Hermione told him that she was an only child, but that every summer, ever since she could remember, her parents would take her to visit her cousins in France. They were like sisters to her, rather than cousins. They were the ones who'd first given her a cigarette to try, away from their parents' eyes. She told him that they were the first to get her drunk, and that she hadn't got to see them this summer and that she missed them. For the first time since she was born, her parents were going to France without her and didn't even have an explanation why.

Sirius only spoke a bit about the Marauders, but he told her about some of their more outrageous pranks. Told her about his and James' quidditch victories, to which she rolled her eyes. And then he talked about the wild parties they'd have after. "It was the seventies, Hermione and even wizards were wanting to let loose." He spoke about sneaking cigarettes into Hogwarts, and then muggle alcohol. He told her that they'd even managed to sneak in weed, and acid once. She laughed when he told her that it was the weirdest experience of his life because James had had a bad reaction and turned into Prongs. Sirius nearly cried laughing at the memory of the four of them high out of their minds, running after a stag in their dorm room.

They spoke about Harry, and how they worried that his aunt and uncle were mistreating him. How Dumbledore didn't seem to care, as long as the blood wards were upkeeped. "But the thing is," Hermione told Sirius, "you have a lot of books on wards in your family library, did you know? And they all say that a blood ward is useless if someone has your blood. I looked up the ritual that he used, as best I could. Don't know why I bothered, really. Harry told me that he used his blood in the ritual."

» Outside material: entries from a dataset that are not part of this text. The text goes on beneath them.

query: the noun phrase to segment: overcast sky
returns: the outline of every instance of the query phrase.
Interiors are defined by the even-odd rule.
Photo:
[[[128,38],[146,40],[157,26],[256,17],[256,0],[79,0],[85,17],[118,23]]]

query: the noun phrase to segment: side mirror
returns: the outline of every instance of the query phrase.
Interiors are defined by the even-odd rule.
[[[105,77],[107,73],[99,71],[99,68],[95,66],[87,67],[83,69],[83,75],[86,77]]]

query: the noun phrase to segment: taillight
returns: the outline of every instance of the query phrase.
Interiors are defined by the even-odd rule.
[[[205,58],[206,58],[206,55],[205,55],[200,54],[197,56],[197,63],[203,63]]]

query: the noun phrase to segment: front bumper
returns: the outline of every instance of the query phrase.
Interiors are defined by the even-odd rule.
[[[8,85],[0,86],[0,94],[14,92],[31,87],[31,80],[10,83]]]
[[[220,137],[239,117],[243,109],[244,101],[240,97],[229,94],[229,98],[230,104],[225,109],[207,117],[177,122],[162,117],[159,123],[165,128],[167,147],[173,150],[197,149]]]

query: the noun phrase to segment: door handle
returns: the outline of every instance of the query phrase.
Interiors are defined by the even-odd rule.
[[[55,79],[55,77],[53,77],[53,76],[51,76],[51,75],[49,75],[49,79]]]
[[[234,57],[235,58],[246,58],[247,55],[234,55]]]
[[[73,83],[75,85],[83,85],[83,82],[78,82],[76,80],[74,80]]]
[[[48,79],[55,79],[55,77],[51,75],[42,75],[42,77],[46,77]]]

Sirius looked at her with a grave expression. "So what you're telling me is that Harry is at his aunt's with no protection except whoever the Order sticks on him?"

Hermione nodded. There was nothing else to say - it was clear to both of them that Harry, like everyone else, was just another cog in Dumbledore's machine. It was a metaphor they'd used before, and a thought came to Hermione. "Dumbledore's keeping him there for nothing, and with no protection." She dismissed the so-called guard that was set by the Order and she didn't have to listen to their meetings to know that they weren't doing anything. Half the time they didn't show up.

"Why don't we remove a cog from the machine of the greater good?" Hermione slyly suggested.

Sirius quirked an eyebrow in an unasked question: how?